The shape-shifting antihero of Patricia Highsmith’s The Talented Mr. Ripley seeks a new identity out of desire and class ambition, and slips out of his old one as naturally as a molting snake. The Big Picture, based on Douglas Kennedy’s novel (which makes the film a French-ification like Tell No One, based on a Harlan Coben novel), effectively twists Highsmith’s story so the identity change comes from a complicated mix of necessity and desire, crisis and opportunity. The main character, an upper-middle-class professional from Paris, gets himself in a position where he needs to cover up a crime, but the cover-up, in spite of its wrenching consequences, is also the ticket to another life, one potentially more meaningful than the one he has to abandon. For most of the way, right up until a hastily contrived and deeply unsatisfying ending, the film perceptively sketches a fractured identity, a man who enters a new life carrying painful remnants of the old.
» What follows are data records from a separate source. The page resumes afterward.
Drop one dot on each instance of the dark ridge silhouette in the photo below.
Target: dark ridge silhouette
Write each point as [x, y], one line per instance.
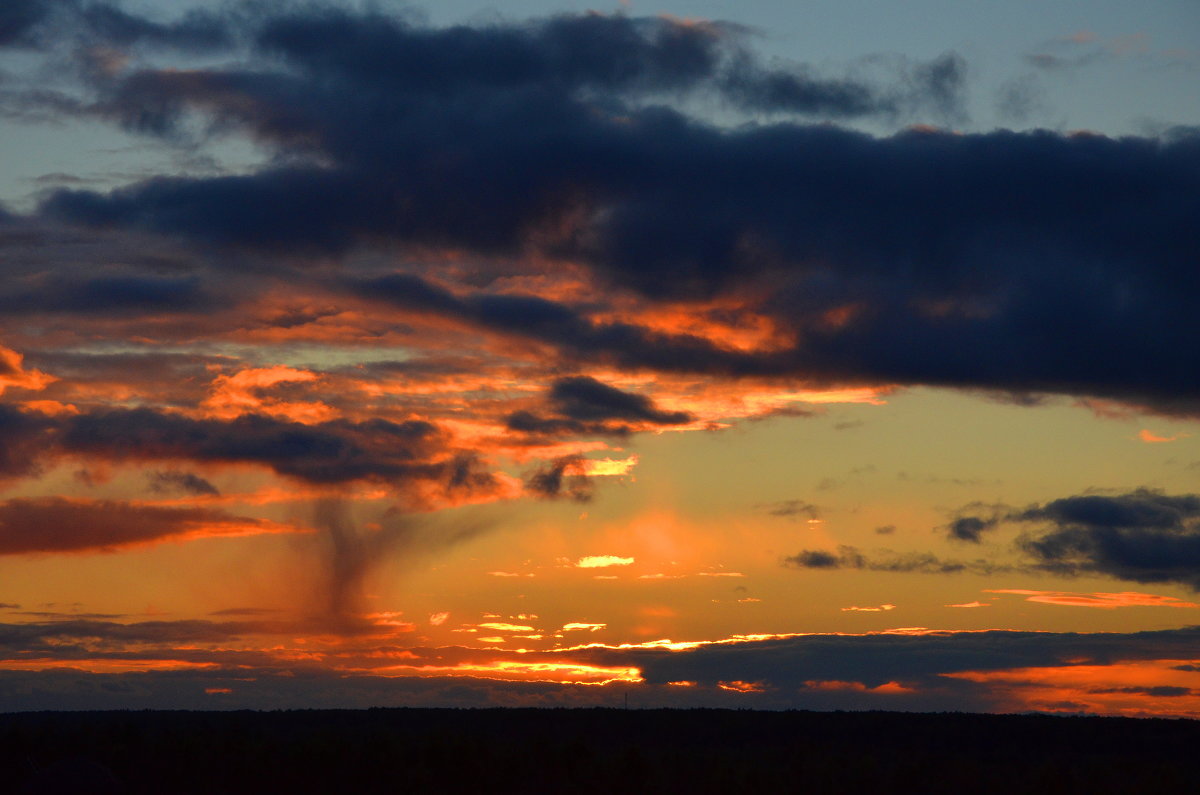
[592, 751]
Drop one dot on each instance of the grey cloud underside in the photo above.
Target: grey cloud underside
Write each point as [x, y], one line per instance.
[1023, 262]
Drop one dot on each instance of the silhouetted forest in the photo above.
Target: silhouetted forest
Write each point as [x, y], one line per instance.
[592, 751]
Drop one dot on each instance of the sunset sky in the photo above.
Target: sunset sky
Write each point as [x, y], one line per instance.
[835, 354]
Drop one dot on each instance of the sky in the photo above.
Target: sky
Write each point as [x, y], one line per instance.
[837, 356]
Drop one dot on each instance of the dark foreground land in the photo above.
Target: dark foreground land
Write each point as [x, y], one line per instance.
[592, 751]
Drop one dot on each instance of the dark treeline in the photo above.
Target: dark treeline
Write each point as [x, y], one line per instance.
[592, 751]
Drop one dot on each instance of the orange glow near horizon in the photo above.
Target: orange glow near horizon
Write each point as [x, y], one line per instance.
[1155, 688]
[1102, 601]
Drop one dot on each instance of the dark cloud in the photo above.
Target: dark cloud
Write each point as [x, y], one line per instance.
[583, 405]
[49, 23]
[850, 557]
[587, 399]
[19, 18]
[59, 525]
[327, 453]
[563, 477]
[953, 258]
[186, 482]
[970, 528]
[108, 296]
[334, 452]
[1143, 536]
[918, 659]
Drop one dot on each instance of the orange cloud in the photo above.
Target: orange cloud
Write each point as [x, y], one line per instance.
[1103, 601]
[601, 561]
[243, 393]
[13, 374]
[1153, 438]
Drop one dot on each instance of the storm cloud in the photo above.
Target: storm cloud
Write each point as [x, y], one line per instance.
[556, 138]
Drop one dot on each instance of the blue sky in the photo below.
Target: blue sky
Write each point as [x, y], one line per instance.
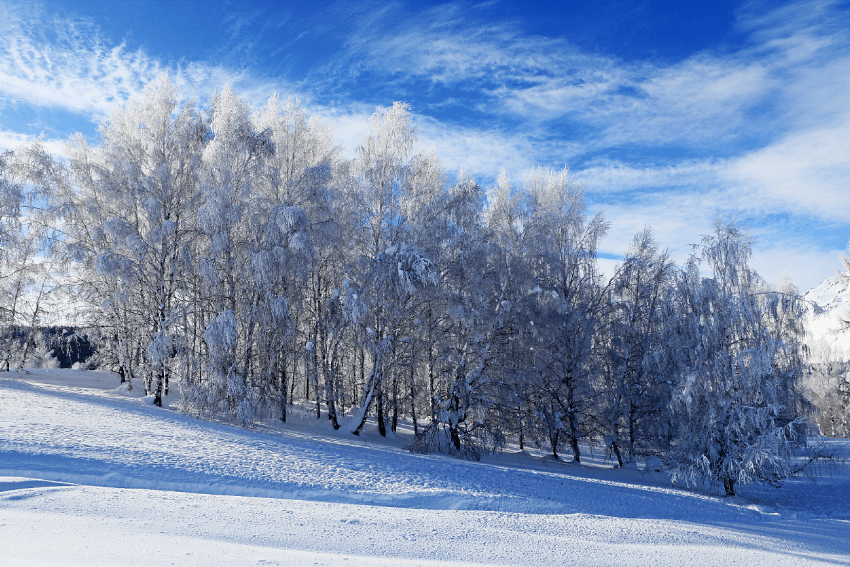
[670, 113]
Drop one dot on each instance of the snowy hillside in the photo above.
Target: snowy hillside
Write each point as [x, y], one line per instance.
[90, 475]
[826, 329]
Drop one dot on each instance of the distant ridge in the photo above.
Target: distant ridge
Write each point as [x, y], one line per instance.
[827, 328]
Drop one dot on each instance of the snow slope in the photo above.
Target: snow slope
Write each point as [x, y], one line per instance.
[92, 476]
[827, 328]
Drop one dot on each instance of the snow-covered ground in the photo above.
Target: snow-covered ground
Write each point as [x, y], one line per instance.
[91, 475]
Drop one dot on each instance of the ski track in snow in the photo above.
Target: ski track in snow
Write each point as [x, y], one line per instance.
[86, 460]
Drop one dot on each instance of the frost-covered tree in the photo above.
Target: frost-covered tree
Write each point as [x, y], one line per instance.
[564, 265]
[636, 385]
[734, 404]
[388, 188]
[126, 208]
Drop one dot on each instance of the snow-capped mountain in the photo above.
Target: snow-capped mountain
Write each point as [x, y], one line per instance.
[828, 327]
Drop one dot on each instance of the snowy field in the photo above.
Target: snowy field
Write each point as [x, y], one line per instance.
[92, 475]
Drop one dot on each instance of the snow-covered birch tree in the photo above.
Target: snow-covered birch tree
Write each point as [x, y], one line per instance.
[734, 404]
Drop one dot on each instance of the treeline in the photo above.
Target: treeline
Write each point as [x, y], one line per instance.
[232, 253]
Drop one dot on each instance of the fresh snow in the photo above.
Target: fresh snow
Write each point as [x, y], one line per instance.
[828, 328]
[91, 474]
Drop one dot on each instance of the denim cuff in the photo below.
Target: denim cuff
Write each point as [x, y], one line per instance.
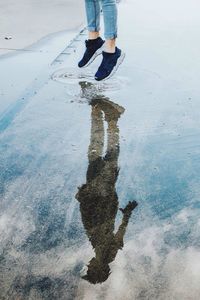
[93, 29]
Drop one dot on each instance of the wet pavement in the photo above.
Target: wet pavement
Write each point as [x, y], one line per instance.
[99, 182]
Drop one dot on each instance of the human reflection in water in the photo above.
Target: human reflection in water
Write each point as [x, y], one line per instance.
[98, 198]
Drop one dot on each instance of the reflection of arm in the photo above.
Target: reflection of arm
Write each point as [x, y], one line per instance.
[127, 211]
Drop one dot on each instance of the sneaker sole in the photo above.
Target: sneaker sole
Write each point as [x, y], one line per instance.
[97, 53]
[119, 62]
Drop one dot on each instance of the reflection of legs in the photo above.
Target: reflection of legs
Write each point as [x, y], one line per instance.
[97, 134]
[113, 138]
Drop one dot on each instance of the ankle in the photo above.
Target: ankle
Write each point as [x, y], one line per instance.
[93, 35]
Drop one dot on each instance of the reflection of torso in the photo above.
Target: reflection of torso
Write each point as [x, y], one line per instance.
[99, 203]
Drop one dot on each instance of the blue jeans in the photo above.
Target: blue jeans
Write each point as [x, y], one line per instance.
[109, 8]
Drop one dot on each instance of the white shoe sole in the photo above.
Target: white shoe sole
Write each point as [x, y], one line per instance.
[97, 53]
[119, 62]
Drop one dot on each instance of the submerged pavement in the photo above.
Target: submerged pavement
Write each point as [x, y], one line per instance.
[99, 182]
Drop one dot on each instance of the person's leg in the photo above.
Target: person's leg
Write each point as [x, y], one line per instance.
[93, 18]
[94, 43]
[109, 8]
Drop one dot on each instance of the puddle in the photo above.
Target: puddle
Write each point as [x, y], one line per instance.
[72, 76]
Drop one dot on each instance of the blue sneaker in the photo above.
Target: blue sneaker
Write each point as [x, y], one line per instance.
[110, 64]
[93, 49]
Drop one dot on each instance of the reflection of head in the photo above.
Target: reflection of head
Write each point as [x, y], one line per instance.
[98, 271]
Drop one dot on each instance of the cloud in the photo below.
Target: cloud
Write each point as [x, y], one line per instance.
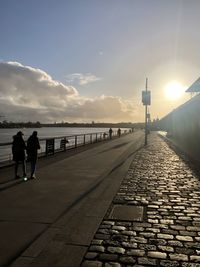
[82, 79]
[30, 94]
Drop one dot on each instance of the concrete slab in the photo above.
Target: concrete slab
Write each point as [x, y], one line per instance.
[60, 255]
[127, 213]
[15, 237]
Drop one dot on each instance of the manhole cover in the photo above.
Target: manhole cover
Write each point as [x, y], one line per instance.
[127, 213]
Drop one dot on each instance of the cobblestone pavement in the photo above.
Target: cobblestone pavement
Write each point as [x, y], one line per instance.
[169, 234]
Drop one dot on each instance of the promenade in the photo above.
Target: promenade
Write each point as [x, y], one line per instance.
[117, 204]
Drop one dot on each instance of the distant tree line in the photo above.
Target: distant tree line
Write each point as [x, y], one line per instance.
[6, 124]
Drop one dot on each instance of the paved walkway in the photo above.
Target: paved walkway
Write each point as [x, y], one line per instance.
[167, 232]
[51, 220]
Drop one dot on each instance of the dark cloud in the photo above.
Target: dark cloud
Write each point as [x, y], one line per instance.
[29, 94]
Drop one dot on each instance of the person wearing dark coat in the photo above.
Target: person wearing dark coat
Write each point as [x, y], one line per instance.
[32, 151]
[18, 151]
[110, 133]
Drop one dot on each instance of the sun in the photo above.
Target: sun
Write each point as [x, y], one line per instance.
[174, 90]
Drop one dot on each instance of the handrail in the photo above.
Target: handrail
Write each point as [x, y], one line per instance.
[51, 145]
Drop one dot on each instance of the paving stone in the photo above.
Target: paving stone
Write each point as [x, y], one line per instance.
[91, 264]
[195, 258]
[170, 237]
[147, 261]
[112, 264]
[108, 257]
[96, 248]
[178, 257]
[91, 255]
[165, 236]
[185, 264]
[117, 250]
[157, 255]
[166, 248]
[184, 238]
[136, 252]
[167, 263]
[127, 260]
[129, 244]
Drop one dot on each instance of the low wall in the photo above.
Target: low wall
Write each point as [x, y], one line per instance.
[183, 126]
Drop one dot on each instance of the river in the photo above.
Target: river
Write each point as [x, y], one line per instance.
[43, 132]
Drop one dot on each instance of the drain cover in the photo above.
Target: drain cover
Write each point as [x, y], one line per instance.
[127, 213]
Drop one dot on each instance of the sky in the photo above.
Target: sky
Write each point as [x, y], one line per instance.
[88, 60]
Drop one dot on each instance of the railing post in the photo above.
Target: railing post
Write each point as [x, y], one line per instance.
[84, 139]
[75, 141]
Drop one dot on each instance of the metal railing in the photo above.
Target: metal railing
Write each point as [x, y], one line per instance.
[49, 146]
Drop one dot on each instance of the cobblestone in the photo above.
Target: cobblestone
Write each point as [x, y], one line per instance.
[169, 236]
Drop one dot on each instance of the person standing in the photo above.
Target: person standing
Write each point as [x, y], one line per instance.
[32, 147]
[18, 151]
[119, 132]
[110, 133]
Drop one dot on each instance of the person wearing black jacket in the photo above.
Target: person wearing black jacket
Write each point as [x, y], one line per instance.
[18, 151]
[32, 147]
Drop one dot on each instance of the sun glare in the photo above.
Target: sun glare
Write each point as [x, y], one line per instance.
[174, 90]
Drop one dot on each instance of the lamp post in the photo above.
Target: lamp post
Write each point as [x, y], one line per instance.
[146, 100]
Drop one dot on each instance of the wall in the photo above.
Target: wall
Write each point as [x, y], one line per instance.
[183, 125]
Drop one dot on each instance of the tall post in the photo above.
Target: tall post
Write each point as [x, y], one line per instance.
[145, 142]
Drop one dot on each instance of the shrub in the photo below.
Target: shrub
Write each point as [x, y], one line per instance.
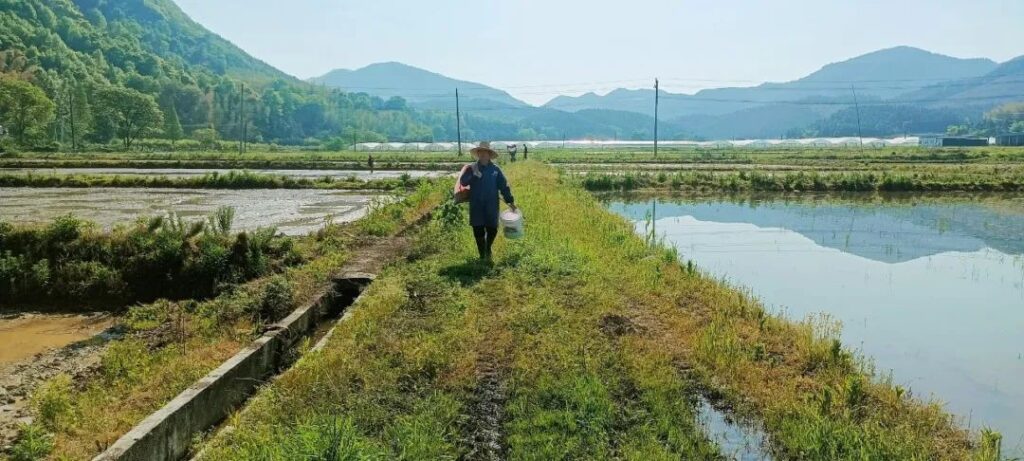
[33, 444]
[53, 404]
[276, 300]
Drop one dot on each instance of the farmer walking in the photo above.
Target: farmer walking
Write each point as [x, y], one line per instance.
[485, 180]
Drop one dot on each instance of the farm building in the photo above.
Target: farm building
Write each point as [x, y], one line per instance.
[948, 141]
[1010, 139]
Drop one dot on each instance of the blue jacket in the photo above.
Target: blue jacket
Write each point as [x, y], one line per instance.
[483, 194]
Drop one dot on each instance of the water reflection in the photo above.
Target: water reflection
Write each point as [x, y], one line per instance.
[292, 211]
[190, 172]
[931, 290]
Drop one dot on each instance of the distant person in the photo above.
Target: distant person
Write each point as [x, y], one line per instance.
[485, 180]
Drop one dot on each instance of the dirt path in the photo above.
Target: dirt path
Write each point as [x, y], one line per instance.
[37, 347]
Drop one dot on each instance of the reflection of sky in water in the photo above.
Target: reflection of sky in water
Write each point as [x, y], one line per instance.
[291, 211]
[933, 293]
[189, 172]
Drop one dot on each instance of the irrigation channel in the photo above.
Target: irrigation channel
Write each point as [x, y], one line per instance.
[930, 289]
[294, 212]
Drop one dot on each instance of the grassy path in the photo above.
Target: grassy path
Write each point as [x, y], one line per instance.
[580, 342]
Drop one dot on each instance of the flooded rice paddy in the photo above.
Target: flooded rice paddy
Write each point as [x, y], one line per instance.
[292, 211]
[24, 337]
[930, 289]
[190, 172]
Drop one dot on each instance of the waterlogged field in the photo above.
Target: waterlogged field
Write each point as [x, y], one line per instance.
[929, 288]
[292, 211]
[195, 172]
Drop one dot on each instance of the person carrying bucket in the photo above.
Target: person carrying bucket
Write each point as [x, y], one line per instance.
[485, 180]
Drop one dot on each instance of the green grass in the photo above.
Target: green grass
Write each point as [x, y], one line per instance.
[72, 264]
[229, 180]
[595, 345]
[170, 344]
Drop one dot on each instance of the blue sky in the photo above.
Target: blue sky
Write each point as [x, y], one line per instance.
[537, 49]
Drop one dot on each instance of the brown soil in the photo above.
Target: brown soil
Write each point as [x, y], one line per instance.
[26, 336]
[37, 347]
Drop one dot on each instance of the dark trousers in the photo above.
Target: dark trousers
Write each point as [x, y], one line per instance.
[485, 236]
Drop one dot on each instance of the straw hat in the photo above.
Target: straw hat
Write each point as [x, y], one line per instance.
[481, 149]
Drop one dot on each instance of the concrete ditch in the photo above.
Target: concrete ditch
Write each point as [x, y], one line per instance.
[168, 433]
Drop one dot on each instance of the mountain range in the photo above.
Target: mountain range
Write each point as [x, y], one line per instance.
[76, 47]
[891, 83]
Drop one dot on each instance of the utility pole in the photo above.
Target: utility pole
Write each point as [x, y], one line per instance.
[655, 117]
[458, 120]
[242, 103]
[71, 106]
[860, 135]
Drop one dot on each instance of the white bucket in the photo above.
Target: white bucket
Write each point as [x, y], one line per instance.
[512, 219]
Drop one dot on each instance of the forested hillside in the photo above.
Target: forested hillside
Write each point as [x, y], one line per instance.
[120, 71]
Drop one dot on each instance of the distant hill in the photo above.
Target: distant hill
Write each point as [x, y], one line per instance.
[421, 88]
[1003, 84]
[881, 74]
[78, 47]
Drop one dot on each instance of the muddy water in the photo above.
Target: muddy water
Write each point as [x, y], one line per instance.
[26, 336]
[188, 172]
[931, 290]
[737, 441]
[292, 211]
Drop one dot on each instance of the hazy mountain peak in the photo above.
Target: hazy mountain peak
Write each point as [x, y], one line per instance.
[419, 86]
[900, 64]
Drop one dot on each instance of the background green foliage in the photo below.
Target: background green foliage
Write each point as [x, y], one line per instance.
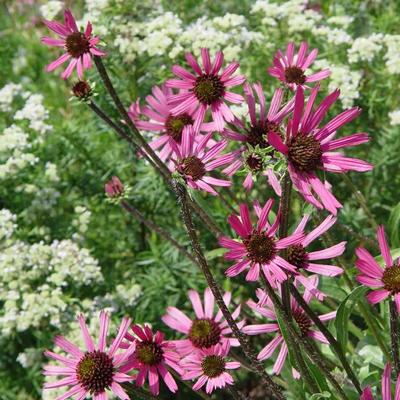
[87, 154]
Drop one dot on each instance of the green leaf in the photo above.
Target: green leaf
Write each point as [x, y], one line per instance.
[394, 223]
[343, 314]
[287, 338]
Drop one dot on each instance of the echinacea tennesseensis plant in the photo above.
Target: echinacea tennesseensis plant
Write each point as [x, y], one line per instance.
[187, 131]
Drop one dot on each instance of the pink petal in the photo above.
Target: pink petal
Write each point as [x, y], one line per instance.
[383, 245]
[53, 65]
[377, 296]
[196, 303]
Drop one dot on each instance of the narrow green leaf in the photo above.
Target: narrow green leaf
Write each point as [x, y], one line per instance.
[343, 314]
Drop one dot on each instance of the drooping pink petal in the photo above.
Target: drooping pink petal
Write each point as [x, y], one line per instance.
[383, 245]
[377, 296]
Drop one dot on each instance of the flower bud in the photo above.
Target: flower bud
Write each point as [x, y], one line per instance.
[114, 188]
[82, 90]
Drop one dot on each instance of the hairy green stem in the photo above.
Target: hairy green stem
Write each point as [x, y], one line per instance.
[278, 306]
[149, 154]
[216, 290]
[325, 331]
[152, 226]
[394, 335]
[361, 200]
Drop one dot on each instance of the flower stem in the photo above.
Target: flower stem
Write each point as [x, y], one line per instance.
[216, 290]
[283, 231]
[324, 330]
[200, 393]
[302, 341]
[120, 130]
[370, 320]
[152, 226]
[137, 393]
[394, 335]
[124, 114]
[235, 393]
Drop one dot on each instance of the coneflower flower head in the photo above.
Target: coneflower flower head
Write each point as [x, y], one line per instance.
[79, 46]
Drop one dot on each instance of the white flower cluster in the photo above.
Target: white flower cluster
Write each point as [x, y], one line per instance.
[81, 222]
[166, 34]
[299, 18]
[16, 144]
[35, 112]
[344, 78]
[50, 9]
[7, 224]
[51, 172]
[35, 280]
[394, 117]
[365, 48]
[94, 10]
[392, 55]
[7, 95]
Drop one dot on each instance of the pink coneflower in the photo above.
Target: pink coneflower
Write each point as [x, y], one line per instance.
[304, 323]
[206, 89]
[80, 46]
[152, 357]
[211, 367]
[290, 68]
[92, 371]
[160, 119]
[193, 163]
[309, 148]
[256, 153]
[204, 331]
[386, 387]
[114, 187]
[386, 280]
[302, 259]
[258, 246]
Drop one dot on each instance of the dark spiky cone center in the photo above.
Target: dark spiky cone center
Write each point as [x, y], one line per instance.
[95, 371]
[303, 322]
[193, 167]
[254, 162]
[297, 256]
[208, 88]
[174, 125]
[391, 278]
[149, 353]
[305, 153]
[213, 366]
[257, 134]
[295, 75]
[77, 44]
[260, 247]
[204, 333]
[82, 90]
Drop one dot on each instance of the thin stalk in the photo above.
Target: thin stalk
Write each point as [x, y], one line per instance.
[361, 200]
[328, 241]
[124, 114]
[394, 335]
[152, 226]
[302, 341]
[200, 393]
[120, 130]
[235, 393]
[216, 290]
[325, 331]
[283, 231]
[137, 393]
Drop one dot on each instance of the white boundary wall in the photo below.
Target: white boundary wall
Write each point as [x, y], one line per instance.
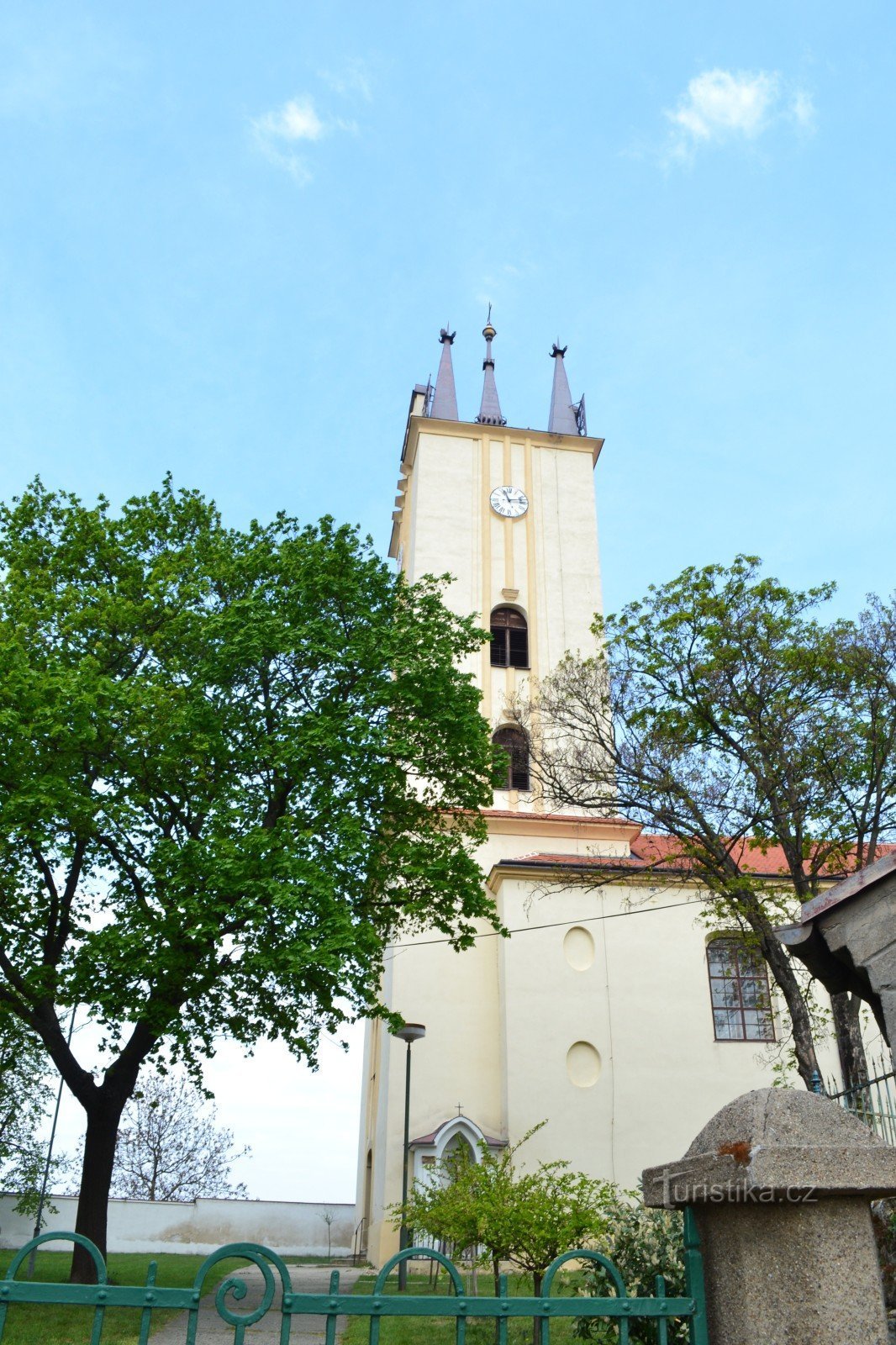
[198, 1227]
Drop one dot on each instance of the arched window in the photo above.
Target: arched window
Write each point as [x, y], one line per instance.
[739, 992]
[515, 773]
[509, 639]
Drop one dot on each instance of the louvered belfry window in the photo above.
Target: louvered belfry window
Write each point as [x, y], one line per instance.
[515, 775]
[509, 639]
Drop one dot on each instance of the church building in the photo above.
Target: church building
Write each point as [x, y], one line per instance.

Ever the scruffy bohemian even in a suit and tie, Romain Duris (The Beat That My Heart Skipped) stars as a successful businessman undone by two pieces of bad news: His partner and mentor at his firm, played by Catherine Deneuve, announces that she’s terminally ill, and his beautiful wife (Marina Foïs), the mother of his two girls, may be having an affair with a photographer. His reluctance to take over the firm already gives him one foot out the door, but when he confronts the photographer and accidentally kills him, the other foot follows. Though leaving his children nearly wrecks him, Duris resolves to stage his death in a boating accident, assume the victim’s identity, and set up shop in Montenegro, where he takes up photography with surprising competence.

Duris plays it close to the vest. His anguish over never seeing his kids again is plain enough, but there’s a compelling ambiguity to the degree with which he embraces a new life and love while dealing with the guilt over his actions and all he’s left behind. Co-writer/director Eric Lartigau wisely observes this creature from a safari’s distance, admiring his Ripley-like adaptability, but never getting close enough to account for his decisions too bluntly. It’s unfortunate that Lartigau sends The Big Picture so far off the grid in the final 10 minutes, which whiffs of someone who’s written himself into a corner and cheated his way out. Duris—and Ripley, for that matter—can get out of corners more deftly.